Pero la diversión nos duró poco. La tía nos reprendió y nos mandó a nuestra habitación. De modo que nos encerramos. O aparentamos hacerlo. Por el resquicio entre el marco y la puerta, los cuatro observamos, apilados, la escena que se llevaba a cabo en la pequeña sala. Ella abrazaba al tío como si éste no pudiera sostenerse en pie, como si se tratara de un muñeco de trapo que se ha quedado sin relleno, y lo condujo a sentarse.

Luego el tío desguanzado en su sillón tejido, agotado por el trabajo; la tía aplicando un ungüento en su pecho, las intermitentes virutas que expulsaba con cada episodio de tos. A veces tantas que era imposible contarlas, a veces apenas un cómico par.

Nosotros moríamos por salir del cuarto a jugar. Pero no salimos. Ese día nos quedamos sin comer mientras observábamos desde nuestra reclusión cómo la tía barría las virutas para meterlas en una bolsa y tirarlas a la basura.

Cuando al día siguiente relaté todo lo acontecido en la escuela, los niños más escépticos me llamaron puto mentiroso. No había apelativo más ofensivo en el que yo pudiera pensar porque yo no era ningún mentiroso. Así que dejé de contar la historia, sin importarme cuán embelesado estuviera con los recuerdos del día anterior. En mi memoria yo brincaba bajo la lluvia de virutas mientras la maestra nos hablaba de Emilio y la planta que le creció en el estómago. Recuerdo que mis compañeros tenían miedo de que les brotara un árbol en la panza, pero yo me pregunté si acaso mi tío tenía un bosque en su interior y si yo había estado jugando en ese bosque anónimo de donde tantos árboles habían sido tajados.

Julia y Ernesto, sin embargo, me creyeron. En el receso se acercaron al rincón donde yo comía mis sopes de queso y me preguntaron emocionados por la condición de mi tío. Comencé a relatar lo que había vivido; lo hice de forma reticente hasta que noté que el brillo de sus ojos clamaba por más y más detalles. Pronto, los tuve pidiéndome ir a casa de mi tía con pretexto de una tarea, de un juego o de una mera visita.

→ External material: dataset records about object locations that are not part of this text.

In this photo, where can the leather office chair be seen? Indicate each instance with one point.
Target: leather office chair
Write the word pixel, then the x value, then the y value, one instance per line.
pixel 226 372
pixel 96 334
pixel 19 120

 —Mi mamá dice que esas cosas son milagros de los santos —comentó Ernesto.

—Para tu mamá todo es cosa de santos —remató Julia.

Yo no supe qué creer. No tenía conocimiento de aquellos santos a los que se referían porque poco o nada me habían importado. Mi madre no hablaba de ellos. Mi padre tampoco. Antes de que se fueran, sólo íbamos a la iglesia cuando se trataba de acompañar a alguien más. Nunca salíamos los domingos como esas otras familias que se enfilaban a la loma, a ese pequeño cuarto de madera que tiene una cruz encima.

Los días siguientes fueron un vertiginoso vaivén de emociones. El tío volvió a toser virutas todas las tardes, abrumado por un mal que a los más pequeños no nos parecía tan malo. Las virutas nos daban alternativas nuevas para el juego: sendas, colinas, brincos bajo la lluvia maderosa y el dibujo de figuras en el piso del patio, de la sala, de la cocina… La tía Amara luchaba incansablemente por deshacerse de los restos de la madera. Se la pasaba yendo de un lado para otro, recogedor y escoba en mano. Bolsas y bolsas de virutas se acumulaban en el patio —un intento ingenuo por contener el milagro—. Pero todo volvía a repetirse durante la noche: el tío Pedro entraba por la puerta y era abordado por un ataque de tos que desataba las virutas.

—Toso en el trabajo, toso en el camión; toso en la calle y en cualquier lado —se lamentaba el tío cuando su malestar se lo permitía.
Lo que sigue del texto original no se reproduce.